Favashi's face tensed, her bones pushing out against the cream of her skin, but it was Michaela who next spoke--and very strangely for her, she didn't ask for a piece of the pie for herself, or suggest they redraw the borders of all the Cadre territories. "Lady Caliane," she said, her tone respectful. "The easiest answer is for you to take over a larger section of Lijuan's territory, while Favashi oversees the rest."
Favashi's angry express
ion faded into thoughtfulness. "A workable solution," she said at last. "And your lands, Lady Caliane, are currently the smallest in the Cadre. Such is not respectful to your status as an Ancient."
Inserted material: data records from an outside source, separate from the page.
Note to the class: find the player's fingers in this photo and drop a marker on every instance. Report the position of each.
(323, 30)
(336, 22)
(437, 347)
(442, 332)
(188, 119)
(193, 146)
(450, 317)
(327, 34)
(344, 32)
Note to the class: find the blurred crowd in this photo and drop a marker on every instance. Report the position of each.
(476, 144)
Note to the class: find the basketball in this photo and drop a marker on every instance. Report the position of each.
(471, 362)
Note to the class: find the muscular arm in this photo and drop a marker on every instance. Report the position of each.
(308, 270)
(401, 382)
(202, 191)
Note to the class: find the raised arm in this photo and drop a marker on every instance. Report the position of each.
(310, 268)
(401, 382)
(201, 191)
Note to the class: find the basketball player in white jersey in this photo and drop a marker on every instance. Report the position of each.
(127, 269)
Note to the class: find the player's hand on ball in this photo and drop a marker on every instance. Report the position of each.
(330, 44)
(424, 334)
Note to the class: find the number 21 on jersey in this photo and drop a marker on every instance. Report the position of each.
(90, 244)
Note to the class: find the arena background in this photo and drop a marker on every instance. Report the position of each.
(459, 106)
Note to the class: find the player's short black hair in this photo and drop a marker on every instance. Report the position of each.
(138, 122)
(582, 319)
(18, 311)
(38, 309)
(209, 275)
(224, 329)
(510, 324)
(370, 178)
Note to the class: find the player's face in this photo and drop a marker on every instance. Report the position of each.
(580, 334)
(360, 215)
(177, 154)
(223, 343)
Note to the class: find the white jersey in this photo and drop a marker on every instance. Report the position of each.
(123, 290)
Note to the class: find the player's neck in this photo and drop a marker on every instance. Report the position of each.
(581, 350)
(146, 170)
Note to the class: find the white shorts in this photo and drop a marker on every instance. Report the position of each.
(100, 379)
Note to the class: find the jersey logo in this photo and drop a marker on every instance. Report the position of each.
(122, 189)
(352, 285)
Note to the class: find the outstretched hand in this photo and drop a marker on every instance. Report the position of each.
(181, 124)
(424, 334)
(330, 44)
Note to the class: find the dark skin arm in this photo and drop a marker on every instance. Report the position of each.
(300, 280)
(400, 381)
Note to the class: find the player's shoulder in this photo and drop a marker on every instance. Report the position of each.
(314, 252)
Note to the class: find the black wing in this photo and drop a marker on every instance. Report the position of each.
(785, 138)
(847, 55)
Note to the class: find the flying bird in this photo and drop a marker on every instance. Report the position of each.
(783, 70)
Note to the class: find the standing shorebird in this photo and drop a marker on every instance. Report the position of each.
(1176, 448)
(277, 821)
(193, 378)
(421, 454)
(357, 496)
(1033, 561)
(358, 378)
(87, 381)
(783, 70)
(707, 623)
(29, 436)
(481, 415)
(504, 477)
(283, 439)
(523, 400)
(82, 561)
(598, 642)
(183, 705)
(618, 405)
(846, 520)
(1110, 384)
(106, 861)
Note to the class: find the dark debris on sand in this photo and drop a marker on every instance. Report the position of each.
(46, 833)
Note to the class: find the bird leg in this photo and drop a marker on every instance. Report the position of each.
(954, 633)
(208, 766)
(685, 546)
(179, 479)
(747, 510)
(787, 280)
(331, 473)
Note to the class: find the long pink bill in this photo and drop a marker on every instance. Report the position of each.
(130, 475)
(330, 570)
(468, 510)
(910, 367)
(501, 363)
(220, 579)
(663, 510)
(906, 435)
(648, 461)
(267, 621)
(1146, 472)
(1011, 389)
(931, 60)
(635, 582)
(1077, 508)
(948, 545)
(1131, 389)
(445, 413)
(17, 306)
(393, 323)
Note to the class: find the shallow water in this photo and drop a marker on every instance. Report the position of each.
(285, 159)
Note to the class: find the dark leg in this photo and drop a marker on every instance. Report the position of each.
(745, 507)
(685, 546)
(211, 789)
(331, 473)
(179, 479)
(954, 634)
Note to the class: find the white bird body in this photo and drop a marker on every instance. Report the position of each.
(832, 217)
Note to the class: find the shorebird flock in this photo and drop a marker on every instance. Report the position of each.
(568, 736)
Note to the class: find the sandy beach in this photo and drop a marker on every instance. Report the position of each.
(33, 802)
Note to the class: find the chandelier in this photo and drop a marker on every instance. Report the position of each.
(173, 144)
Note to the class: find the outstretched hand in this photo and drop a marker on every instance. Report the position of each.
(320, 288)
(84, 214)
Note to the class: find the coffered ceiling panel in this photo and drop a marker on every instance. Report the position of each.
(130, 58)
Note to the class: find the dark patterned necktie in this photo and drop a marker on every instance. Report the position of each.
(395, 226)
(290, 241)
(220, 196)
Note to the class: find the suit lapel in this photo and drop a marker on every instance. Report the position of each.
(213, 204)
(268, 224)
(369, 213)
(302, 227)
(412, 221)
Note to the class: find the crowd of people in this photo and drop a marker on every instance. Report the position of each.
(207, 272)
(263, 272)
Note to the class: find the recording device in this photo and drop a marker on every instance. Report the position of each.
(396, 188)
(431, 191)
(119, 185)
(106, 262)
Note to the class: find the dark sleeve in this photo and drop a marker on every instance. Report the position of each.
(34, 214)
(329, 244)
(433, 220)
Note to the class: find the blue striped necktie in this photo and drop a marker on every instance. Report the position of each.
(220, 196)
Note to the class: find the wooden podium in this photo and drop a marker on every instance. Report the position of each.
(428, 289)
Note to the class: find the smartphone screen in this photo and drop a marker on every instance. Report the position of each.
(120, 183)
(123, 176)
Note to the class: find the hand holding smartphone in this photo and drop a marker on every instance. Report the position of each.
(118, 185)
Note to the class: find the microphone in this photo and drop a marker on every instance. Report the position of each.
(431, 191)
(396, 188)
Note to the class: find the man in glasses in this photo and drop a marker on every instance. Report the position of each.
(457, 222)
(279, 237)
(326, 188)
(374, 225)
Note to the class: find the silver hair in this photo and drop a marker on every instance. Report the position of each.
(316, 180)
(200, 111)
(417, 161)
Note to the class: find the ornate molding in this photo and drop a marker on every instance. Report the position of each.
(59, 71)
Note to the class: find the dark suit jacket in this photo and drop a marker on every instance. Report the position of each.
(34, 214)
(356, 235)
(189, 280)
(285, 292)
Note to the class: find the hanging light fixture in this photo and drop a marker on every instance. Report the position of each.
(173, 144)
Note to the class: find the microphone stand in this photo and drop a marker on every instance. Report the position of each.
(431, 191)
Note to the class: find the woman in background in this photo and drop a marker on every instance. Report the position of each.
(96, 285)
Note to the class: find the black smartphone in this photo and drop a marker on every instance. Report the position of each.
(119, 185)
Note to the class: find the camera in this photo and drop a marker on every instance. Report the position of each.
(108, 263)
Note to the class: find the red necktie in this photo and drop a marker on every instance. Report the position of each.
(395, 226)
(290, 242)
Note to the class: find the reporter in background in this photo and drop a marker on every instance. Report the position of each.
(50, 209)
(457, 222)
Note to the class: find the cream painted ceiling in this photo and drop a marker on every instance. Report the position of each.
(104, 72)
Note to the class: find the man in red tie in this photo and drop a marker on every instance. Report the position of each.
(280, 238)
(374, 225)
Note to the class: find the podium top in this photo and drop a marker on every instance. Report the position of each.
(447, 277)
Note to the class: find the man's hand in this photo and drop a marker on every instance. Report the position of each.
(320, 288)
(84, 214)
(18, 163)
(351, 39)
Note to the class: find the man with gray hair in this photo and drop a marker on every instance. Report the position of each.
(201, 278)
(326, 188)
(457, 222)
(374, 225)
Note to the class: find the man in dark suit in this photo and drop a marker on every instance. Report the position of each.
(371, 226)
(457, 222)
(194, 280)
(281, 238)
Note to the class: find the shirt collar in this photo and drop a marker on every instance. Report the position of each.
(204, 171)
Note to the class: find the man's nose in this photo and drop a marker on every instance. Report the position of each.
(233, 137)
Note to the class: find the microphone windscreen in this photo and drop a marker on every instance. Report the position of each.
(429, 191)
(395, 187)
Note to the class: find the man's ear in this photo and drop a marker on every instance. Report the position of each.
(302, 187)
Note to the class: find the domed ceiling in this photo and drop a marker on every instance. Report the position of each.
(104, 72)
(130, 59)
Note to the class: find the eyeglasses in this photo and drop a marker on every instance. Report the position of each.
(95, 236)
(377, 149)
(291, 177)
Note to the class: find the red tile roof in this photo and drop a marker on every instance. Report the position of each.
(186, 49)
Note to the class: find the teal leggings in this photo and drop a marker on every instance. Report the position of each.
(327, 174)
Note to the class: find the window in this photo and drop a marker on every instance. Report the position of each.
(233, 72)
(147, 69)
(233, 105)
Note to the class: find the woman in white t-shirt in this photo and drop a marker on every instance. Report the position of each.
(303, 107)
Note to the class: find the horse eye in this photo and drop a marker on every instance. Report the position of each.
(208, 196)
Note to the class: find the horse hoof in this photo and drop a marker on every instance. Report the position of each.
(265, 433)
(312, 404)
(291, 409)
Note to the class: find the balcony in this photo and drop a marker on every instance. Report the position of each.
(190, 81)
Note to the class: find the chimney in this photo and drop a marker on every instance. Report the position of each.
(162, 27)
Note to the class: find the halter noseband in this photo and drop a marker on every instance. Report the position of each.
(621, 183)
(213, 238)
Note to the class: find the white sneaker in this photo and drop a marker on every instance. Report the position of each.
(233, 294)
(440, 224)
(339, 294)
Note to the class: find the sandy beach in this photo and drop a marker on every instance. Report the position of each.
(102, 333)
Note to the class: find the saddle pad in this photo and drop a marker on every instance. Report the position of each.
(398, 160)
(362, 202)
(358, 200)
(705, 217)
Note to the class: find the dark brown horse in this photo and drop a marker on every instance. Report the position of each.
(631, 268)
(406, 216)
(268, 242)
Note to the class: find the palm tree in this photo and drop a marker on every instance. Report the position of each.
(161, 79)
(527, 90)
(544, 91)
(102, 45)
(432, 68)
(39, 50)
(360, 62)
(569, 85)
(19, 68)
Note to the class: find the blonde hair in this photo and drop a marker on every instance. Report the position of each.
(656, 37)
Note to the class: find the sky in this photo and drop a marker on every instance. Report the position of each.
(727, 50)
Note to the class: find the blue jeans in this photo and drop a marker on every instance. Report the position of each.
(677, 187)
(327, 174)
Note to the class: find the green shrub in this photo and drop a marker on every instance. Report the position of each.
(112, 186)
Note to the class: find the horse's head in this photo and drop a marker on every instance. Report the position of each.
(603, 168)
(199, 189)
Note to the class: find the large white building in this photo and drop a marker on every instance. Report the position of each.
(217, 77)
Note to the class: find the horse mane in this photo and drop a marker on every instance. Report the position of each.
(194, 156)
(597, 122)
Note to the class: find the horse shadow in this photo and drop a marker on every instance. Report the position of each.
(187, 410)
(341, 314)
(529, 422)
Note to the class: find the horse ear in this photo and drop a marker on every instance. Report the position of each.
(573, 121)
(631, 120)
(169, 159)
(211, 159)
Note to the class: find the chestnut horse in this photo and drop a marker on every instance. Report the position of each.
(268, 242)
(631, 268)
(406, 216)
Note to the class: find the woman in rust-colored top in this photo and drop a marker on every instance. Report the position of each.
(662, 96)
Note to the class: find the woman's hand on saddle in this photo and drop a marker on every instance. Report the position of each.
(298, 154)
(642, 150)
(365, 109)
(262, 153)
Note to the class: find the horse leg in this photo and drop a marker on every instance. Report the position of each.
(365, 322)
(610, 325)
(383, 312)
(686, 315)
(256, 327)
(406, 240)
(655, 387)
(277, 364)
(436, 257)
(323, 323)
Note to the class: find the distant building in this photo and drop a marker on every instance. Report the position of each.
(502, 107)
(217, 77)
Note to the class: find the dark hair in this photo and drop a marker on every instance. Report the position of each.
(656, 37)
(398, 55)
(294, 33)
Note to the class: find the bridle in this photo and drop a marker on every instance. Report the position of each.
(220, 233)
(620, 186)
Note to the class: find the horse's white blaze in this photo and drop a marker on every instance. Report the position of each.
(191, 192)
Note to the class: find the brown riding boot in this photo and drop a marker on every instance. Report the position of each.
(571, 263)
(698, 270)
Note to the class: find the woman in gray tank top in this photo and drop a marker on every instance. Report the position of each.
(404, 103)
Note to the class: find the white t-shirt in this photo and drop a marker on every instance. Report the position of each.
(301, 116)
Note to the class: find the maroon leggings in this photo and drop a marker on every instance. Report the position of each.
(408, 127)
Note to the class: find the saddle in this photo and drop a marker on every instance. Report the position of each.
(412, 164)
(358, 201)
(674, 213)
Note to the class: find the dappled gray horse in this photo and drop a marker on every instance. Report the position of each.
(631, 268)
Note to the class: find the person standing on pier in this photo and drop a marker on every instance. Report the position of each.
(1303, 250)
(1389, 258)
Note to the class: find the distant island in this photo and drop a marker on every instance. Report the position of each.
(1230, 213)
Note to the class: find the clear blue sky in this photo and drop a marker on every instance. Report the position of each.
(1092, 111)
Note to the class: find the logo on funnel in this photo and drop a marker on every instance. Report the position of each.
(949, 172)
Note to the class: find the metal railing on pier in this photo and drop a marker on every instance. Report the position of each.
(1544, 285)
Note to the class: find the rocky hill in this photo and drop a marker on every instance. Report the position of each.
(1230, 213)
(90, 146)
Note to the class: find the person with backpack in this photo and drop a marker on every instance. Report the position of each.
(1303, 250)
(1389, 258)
The truth was that Caliane didn't want anything more. The only reason she'd taken over Japan was that she and her people needed a home.
"I have done my ruling, child," Caliane said, and from her, the world "child" was no insult. In this circle, only Alexander was her compatriot. "Unlike some of my friends"--a glance at Alexander that held dry amusement--"I have no desire to step back into that arena. I wish to live in peace with my people. Japan is enough for me."
"I think you do not have a choice, old friend." Alexander leaned forward again, muscled forearms braced on his thighs. "There is a reason that we two are both awake--and I think it's partly because of this. The world does not need eleven archangels. It needs ten for optimum balance."
Caliane's wings glowed with power. So did Alexander's.
Had any other archangel in the circle done that during a meeting, it would've been a sign of aggression. With Ancients, it had become clear that such things were often accidental. They had so much power running through their veins that it poured out of them without their conscious knowledge.
"Alex," Caliane said softly, "do you not think we should leave the world to the young?"
"Callie, you know we cannot. They have made a mess of it."
Everyone else in the circle sat in stunned silence. Even Raphael was startled. As he forgot his mother's age at times, he also never thought of her as young. But once, she must've been. Once, she'd been simply Callie, not Lady Caliane.
Now, she laughed, the sound haunting music that made several archangels close their eyes and just listen. "Such arrogance," she said to Alexander. "We made our own messes and we cleaned them up. We should leave them to clean up theirs."
Alexander's smile was open, containing none of the distance so often in it when he spoke to younger archangels. "It is the time of the Cascade," he replied. "The normal rules do not apply."
Sighing, Caliane gave a reluctant nod. "Perhaps you are right." Her expression was quiet for a long moment, the quiet of ages long gone. "I will assist young Favashi to maintain order--and when she is old enough, I will release the lands to her. Will this satisfy the Cadre?"